Was ist sexuelle Belästigung?


Sexuelle Belästigung ist stets einseitiges Verhalten, das sich grundlegend von Flirts oder Komplimenten unterscheidet. Maßgeblich ist, dass die Handlungen unerwünscht sind, sowie die Würde der betroffenen Person verletzt und von dieser als unangenehm und oder respektlos empfunden wird. Aus Unsicherheit und Angst, als prüde, empfindlich oder humorlos zu gelten, verleugnen oder beschönigen viele Betroffene sexuelle Belästigung. Es können verbale, non-verbale oder körperliche sexualisierte Handlungen sein - von verbalen Anzüglichkeiten in der alltäglichen Kommunikation bis hin zu strafrechtlich relevanten Tatbeständen! Wenngleich alle Personen gleicher­maßen betroffen sein können, sind Betroffene überwiegend Frauen. Formen der sexuellen Belästigung können z.B. sein:

  • Anzügliche oder zweideutige Bemerkungen über Aussehen und Kleidung,
  • Bemerkungen und Witze sexuellen Inhalts,
  • Verbreitung oder Zurschaustellung pornographischer Abbildungen oder Texte, sofern diese nicht wissenschaftlichen Zwecken dienen,
  • Unerwünschte Geschenke, permanente unerwünschte Kontaktaufnahme, Auflauern und/oder unerwünschte Einladungen mit eindeutiger Absicht,
  • Annäherungsversuche mit dem Versprechen von Vorteilen oder dem Androhen von Nachteilen,
  • Unerwünschte Körperkontakte oder die Aufforderung zu diesen,
  • Sexuell motiviertes Stalking,
  • Sexuelle Übergriffe, Nötigung oder Vergewaltigung.

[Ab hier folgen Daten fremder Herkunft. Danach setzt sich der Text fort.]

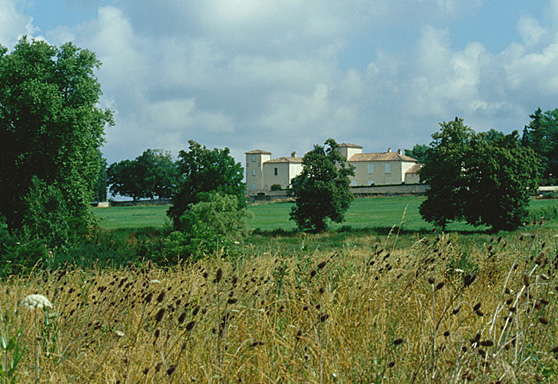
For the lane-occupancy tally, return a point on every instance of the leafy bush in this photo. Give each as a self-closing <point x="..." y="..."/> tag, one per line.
<point x="46" y="217"/>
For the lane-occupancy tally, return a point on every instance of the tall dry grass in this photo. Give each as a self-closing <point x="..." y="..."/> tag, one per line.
<point x="440" y="311"/>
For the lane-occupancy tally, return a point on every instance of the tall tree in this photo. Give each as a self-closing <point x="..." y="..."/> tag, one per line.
<point x="101" y="184"/>
<point x="322" y="189"/>
<point x="152" y="174"/>
<point x="480" y="178"/>
<point x="500" y="175"/>
<point x="202" y="171"/>
<point x="443" y="171"/>
<point x="541" y="135"/>
<point x="50" y="127"/>
<point x="418" y="152"/>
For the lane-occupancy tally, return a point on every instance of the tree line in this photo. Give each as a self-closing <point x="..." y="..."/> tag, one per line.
<point x="51" y="168"/>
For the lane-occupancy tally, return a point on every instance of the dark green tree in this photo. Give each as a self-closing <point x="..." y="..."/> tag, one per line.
<point x="500" y="175"/>
<point x="152" y="174"/>
<point x="124" y="181"/>
<point x="418" y="152"/>
<point x="322" y="189"/>
<point x="481" y="178"/>
<point x="101" y="184"/>
<point x="541" y="135"/>
<point x="201" y="171"/>
<point x="51" y="127"/>
<point x="443" y="171"/>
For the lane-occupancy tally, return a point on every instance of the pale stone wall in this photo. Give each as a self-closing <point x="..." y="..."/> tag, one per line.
<point x="394" y="174"/>
<point x="254" y="171"/>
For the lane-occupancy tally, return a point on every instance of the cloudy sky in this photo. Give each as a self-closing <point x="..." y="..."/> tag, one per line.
<point x="282" y="75"/>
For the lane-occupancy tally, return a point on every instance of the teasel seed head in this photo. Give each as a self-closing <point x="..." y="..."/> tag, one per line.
<point x="190" y="325"/>
<point x="526" y="279"/>
<point x="159" y="315"/>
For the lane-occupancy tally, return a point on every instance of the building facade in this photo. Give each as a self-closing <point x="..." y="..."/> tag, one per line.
<point x="384" y="168"/>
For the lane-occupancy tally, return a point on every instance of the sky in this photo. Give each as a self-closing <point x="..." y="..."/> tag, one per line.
<point x="284" y="75"/>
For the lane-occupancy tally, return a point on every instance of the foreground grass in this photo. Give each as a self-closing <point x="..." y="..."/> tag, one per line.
<point x="441" y="309"/>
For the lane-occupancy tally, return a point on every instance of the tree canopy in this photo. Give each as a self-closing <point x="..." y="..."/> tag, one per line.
<point x="481" y="178"/>
<point x="322" y="189"/>
<point x="152" y="174"/>
<point x="202" y="171"/>
<point x="50" y="127"/>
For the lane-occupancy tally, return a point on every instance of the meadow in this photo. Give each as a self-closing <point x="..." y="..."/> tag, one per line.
<point x="373" y="212"/>
<point x="370" y="304"/>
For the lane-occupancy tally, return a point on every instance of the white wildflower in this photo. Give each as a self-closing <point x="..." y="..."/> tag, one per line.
<point x="119" y="333"/>
<point x="36" y="301"/>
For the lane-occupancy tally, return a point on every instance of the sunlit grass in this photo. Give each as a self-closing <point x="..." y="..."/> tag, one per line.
<point x="396" y="308"/>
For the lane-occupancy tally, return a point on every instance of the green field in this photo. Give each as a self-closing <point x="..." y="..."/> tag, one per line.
<point x="375" y="212"/>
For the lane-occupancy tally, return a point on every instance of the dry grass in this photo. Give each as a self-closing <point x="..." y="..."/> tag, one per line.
<point x="437" y="312"/>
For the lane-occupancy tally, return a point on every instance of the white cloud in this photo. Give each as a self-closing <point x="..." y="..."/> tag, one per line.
<point x="13" y="23"/>
<point x="281" y="75"/>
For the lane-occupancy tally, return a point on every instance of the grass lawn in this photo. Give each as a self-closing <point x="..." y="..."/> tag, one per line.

Strafrechtlich relevant sind in Deutschland Stalking, sexuelle Nötigung und Vergewaltigung.[2]

Unangemessene Bemerkungen und Witze sind aber auch ernstzunehmende Verletzungen der Würde anderer. In Fachgruppen soll ein Klima herrschen, bei dem jede*r respektvoll behandelt wird. 

Sprüche wie: "Die ist nur zur Deko da.", "geh in die Küche, da wo du hingehörst.", "kannst du dich nochmal so bücken?" sind beschämend und verletzend und daher völlig unangebracht.


Was können Fachgruppen präventiv dagegen tun?


Generell gilt: Bevor du etwas sagst, denke nach, ob der Kommentar angebracht ist, denn sexistische Sprüche müssen einfach nicht sein.

Außerdem solltest du, als Umstehende*r einschreiten, wenn du siehst wie jemand bedrängt oder diskriminiert wird.

Macht sexuelle Belästigung zum Thema und setzt Euch dagegen ein!

 → ihr könnt zum Beispiel eine verantwortliche Person in eurer Fachgruppe benennen, die ein offenes Ohr für Betroffene hat (vielleicht kann hier der awareness Leitfaden weiterhelfen)

→ legt Infomaterialen, wie diesen Leitfaden,  in eurer Fachgruppe aus


Bei Ersti-Veranstaltungen (insb. Ersti-Wochenende)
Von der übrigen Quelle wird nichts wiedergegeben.